Creo que eran las botas. Me di cuenta uno de esos días, estando de pie cerca de algunos soldados, que las botas eran muy parecidas, esas verdes con la puntera negra, lustrosas, en las que tenía uno que verse reflejado de lo limpias que tenían que estar. Parecía uno de los suyos vestido con la pañoleta de los Scouts. Pedirle a la gente nombre y apellido para entrar o salir de su casa era un atropello (eso lo pienso ahora, en ese momento era un sentimiento confuso, sin nombre, una desazón), algo que no estaba bien, por muy justa que pensaran ellos que era su causa. Pero lo que no sabía la gente de Albrook era que yo, con mis botas gringas, era un sospechoso de pañoleta Scout que tenía que enseñar su cédula para entrar a su barrio.
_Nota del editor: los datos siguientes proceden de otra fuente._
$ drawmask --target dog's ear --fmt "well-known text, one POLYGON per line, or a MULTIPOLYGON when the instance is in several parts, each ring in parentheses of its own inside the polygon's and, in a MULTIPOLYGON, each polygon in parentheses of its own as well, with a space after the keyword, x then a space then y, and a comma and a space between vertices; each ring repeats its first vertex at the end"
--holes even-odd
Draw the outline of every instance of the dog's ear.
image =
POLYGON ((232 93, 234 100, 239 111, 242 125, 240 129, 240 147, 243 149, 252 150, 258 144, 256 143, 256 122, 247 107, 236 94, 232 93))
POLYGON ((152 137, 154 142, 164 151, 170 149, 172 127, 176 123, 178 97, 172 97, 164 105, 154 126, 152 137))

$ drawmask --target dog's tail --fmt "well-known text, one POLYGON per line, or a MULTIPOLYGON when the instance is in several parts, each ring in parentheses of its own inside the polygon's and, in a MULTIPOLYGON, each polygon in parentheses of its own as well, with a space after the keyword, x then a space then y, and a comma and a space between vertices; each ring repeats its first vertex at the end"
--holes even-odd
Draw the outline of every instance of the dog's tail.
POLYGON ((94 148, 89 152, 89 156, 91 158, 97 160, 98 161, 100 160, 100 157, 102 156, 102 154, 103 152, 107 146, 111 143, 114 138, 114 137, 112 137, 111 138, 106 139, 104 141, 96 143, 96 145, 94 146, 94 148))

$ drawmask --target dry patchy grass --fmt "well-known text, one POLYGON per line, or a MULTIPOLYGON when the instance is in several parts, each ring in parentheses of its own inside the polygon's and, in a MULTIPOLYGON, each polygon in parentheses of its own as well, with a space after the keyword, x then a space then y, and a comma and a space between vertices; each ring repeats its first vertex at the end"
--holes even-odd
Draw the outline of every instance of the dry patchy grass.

Así es, estábamos en las mismas. Todos estábamos bajo la misma sospecha, bajo las mismas botas lustrosas que cayeron del cielo del 20 de diciembre para pisotear nuestra paz. La noche de paz de esa Navidad, nos la robaron un poco para siempre. Yo quise empezar a ir hasta Albrook en zapatillas, pero no tenía nada más que unas viejas, sin lustre, sucias, que no hacían ningún mérito a la disciplina Scout. Sí, yo creo que esas botas me hicieron sentir que no estaba donde debía.
Creo que me mandaron a recoger ropa en el Colegio Javier, muchas personas estaban llevando ayudas, me parece, y empecé a ir allí. Conservo la memoria de esos días y esas sensaciones como algo que sólo pude definir, después, leyendo libros como el de Pedro Rivera y Fernando Martínez (El libro de la Invasión) y otros que consiguieron concretar mis sentimientos de entonces con lo que de verdad nos hicieron y no entendíamos, o por lo menos yo en ese momento.
Las regalé, no recuerdo a quién. Después me fui de Panamá, a finales del año 1990. Aquí, Neruda es fundamental para fijar los recuerdos y las ideas: “Nosotros, los de entonces, ya no somos los mismos”. El poema número veinte, de amor, vale también para la guerra, una guerra por no olvidar lo que ocurrió otro veinte, el 20 de diciembre de 1989.